Cosa emerge dalla ricerca?

“Si evince uno stato di salute migliore di quello che viene percepito da parte degli stessi produttori. Da una panoramica completa del mercato si intravede una prospettiva di rivitalizzazione del più nobile fra i bianchi del centro Italia”.

Qual è il quadro ad oggi?

“La Vernaccia è al decimo posto nella top ten dei vini bianchi autoctoni italiani, terza per prezzo medio alla produzione del vino sfuso tra i vini bianchi di fascia media e per notorietà presso il consumatore. Inoltre è al nono posto nella vendita nella grande distribuzione”.

Come immagina i prossimi 50 anni?

“La Vernaccia è una denominazione antica e atipica, dotata di forte identità, unica per storia e territorio. A ciò si aggiungere una buona presenza distributiva, un Consorzio che ha voglia di fare e sempre più ottime interpretazioni di prodotto. Insomma ha tutto ciò che serve per divenire un caso di successo”.

Quali sono le strade da battere in futuro?

“Questo vino ha tutte le caratteristiche per cogliere le opportunità che il mercato globale offre, ovvero la crescita nel mondo della middle class quale primo acquirente del vino e lo sviluppo dei wine lovers, consumatori curiosi che vanno alla ricerca di prodotti di nicchia. Si tratta quindi di agire sul marketing interno, per rendere sempre più consapevole tutto il territorio delle potenzialità della Vernaccia, e su quello esterno, perchè l’export è imprescindibile. E’ necessario guardare sempre di più ai mercati esteri, in particolare a quelli più stabili”.

In diretta per i 50 anni della Vernaccia di San Gimignano

I 50 anni della Vernaccia di San Gimignano saranno al centro della puntata speciale di Wine Station, in diretta sabato 7 maggio, dalle 12,10 alle 13, dal Teatro dei Leggieri di San Gimignano. “A cent’anni” è il titolo del convegno dedicato al primo vino italiano che è stato riconosciuto Doc.

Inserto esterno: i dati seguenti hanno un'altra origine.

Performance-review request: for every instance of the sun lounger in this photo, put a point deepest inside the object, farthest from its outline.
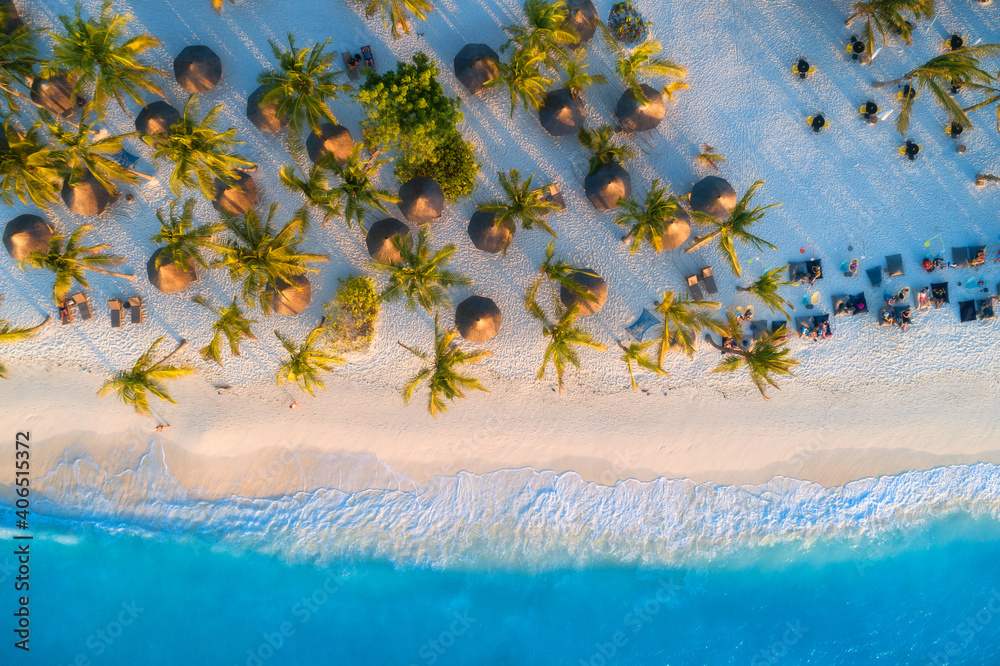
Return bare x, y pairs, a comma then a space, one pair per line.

Era il 6 maggio del 1966. La Presidente del Consorzio, Letizia Cesani, il sindaco di San Gimignano, Giacomo Bassi, il presidente di Federdoc, Riccardo Ricci Curbastro, il docente dell’Università degli studi in Scienze Gastronomiche di Pollenzo, Michele Antonio Fino, il presidente di Assoenologi, Riccardo Cotarella, il docente dell’Università La Sapienza di Roma, Alberto Mattiacci, e l’assessore all’Agricoltura della Regione Toscana, Marco Remaschi, saranno i protagonisti dell’approfondimento e quindi tra gli ospiti della puntata di Wine Station, condotta da Cristiana Mastacchi e Giovanni Pellicci. Il processo di crescita culturale e produttivo che si è innestato nel mondo del vino dal varo delle Doc, fino ad uno sguardo proiettato nei prossimi 50 anni e quindi al futuro di una viticoltura chiamata a confrontarsi con gli scenari del mercato globale saranno i temi al centro delle interviste trasmesse in diretta su Antenna Radio Esse di Siena.